Think back to prehistoric times when our predecessors were out hunting and gathering. If they heard a sound, or saw a shadow, their minds likely would have perceived it as a threat – i.e. a predator coming to eat them (unless they were being mindful). They had to act pretty quickly, and basically would have had two options - stay and “fight” for survival, or take off in “flight” for survival (known as the “fight-flight response”). Based on this scenario they would have automatically assumed the “worst-case scenario” and acted on this - regardless of whether their perception of the threat was correct or not – i.e. the predator is there to eat them.

Our minds are like story-telling machines constantly telling us stories, but not all of these are true and if we are not mindful we will get “hooked” right into these stories. Before we know it, the thoughts are controlling our behaviour. They are also like problem-solving machines imagining every trigger (or threat, or problem) is something to believe and get attached (or “fused” or “hooked”) to.  If this thought is unhelpful or unrealistic and we act on it, chances are the response will be unhelpful or distressing in some way.

Practicing mindfulness regularly can be a helpful way to start getting used to noticing the thoughts and experiences we have in the moment, and can assist us to stop and reflect on what is happening. When we do this and commit to act in a manner that is consistent with our values it gives us a better chance of feeling more comfortable with the outcome and consequences.

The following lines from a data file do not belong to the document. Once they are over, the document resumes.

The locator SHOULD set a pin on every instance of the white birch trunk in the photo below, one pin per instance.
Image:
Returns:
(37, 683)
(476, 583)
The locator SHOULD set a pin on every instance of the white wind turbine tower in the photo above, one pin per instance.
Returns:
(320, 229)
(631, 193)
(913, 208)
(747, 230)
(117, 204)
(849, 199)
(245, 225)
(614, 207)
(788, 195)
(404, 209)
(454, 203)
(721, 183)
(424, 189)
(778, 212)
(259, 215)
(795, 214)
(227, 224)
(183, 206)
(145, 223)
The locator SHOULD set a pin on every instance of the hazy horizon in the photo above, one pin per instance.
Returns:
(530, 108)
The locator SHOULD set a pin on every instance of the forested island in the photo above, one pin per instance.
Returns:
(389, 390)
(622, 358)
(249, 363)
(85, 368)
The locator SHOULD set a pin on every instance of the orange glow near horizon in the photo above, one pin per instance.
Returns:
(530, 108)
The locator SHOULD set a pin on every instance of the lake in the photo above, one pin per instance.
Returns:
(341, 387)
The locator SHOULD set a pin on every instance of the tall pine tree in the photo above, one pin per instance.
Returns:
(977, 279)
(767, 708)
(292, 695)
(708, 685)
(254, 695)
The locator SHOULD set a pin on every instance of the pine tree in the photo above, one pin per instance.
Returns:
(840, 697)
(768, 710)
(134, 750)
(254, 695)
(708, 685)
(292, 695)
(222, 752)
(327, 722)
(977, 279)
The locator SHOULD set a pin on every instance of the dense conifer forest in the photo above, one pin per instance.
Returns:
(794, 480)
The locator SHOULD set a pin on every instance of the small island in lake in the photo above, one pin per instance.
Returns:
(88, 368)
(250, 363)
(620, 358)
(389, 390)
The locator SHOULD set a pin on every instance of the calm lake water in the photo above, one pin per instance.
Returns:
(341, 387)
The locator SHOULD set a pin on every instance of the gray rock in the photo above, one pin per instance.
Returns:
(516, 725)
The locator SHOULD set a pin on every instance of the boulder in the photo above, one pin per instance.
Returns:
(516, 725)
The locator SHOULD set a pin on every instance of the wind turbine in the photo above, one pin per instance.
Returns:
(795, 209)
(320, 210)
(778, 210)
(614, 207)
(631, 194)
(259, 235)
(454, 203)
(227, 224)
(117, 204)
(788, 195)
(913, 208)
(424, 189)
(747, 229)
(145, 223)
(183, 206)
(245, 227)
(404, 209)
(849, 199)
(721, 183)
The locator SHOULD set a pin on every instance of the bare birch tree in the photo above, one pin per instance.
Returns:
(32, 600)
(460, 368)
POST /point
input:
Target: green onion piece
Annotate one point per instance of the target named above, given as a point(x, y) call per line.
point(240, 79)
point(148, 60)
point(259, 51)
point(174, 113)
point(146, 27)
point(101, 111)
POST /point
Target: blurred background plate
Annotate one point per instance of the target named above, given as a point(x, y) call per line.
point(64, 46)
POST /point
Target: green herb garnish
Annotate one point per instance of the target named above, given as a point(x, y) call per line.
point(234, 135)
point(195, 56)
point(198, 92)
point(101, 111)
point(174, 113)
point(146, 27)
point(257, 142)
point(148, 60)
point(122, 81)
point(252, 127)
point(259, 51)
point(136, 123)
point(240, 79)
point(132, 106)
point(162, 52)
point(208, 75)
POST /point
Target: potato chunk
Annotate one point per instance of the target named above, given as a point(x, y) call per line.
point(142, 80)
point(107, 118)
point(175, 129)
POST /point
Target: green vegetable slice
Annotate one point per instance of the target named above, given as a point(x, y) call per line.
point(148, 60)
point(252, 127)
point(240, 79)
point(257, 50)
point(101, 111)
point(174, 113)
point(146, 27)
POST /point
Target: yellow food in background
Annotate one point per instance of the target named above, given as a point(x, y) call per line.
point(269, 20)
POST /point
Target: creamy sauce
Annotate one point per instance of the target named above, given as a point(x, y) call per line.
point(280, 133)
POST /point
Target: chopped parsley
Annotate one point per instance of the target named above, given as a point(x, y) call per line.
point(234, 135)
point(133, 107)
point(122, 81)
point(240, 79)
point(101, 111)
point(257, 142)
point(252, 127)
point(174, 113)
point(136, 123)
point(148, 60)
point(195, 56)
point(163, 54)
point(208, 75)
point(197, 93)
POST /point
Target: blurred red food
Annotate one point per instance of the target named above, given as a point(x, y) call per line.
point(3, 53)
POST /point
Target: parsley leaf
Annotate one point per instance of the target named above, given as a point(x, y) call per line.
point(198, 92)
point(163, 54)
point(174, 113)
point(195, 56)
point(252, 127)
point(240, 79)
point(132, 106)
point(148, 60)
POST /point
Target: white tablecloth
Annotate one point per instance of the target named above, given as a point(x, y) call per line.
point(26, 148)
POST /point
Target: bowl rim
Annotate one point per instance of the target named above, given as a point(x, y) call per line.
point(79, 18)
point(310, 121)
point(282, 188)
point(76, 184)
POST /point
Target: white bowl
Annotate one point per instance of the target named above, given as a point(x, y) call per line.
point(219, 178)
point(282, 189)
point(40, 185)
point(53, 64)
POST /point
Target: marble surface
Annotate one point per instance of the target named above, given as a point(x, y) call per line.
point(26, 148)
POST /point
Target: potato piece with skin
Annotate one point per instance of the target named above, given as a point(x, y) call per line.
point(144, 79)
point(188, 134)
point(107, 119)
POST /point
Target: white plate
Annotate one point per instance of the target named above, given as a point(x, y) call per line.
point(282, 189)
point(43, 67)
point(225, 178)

It can also be beneficial to remind clients that just because they are thinking something about themselves (be-it good, bad, or indifferent), it does not mean it is real and factual. Regardless, it is their actions that will have the consequences, not the thoughts or feelings per se. That is – the thoughts and/or feelings are not necessarily the problem, it is their actions that will have the consequences. It can also be a timely reminder for clients that our minds are very powerful and believe what they perceive – not to mention that our thoughts are like boomerangs and keep coming back!

For example, say you have a client who is terrified of interviews, reminding them to “just notice” the thoughts, accept their thoughts, and then choose a desired action in line with their values is more likely to elicit a more helpful and appropriate response rather than them acting on autopilot, believing their negative self-talk, and then acting as if that were true – resulting in unhelpful consequences and suffering.

Practicing mindfulness and using strategies from ACT could help your clients gain confidence and address their negative beliefs more appropriately.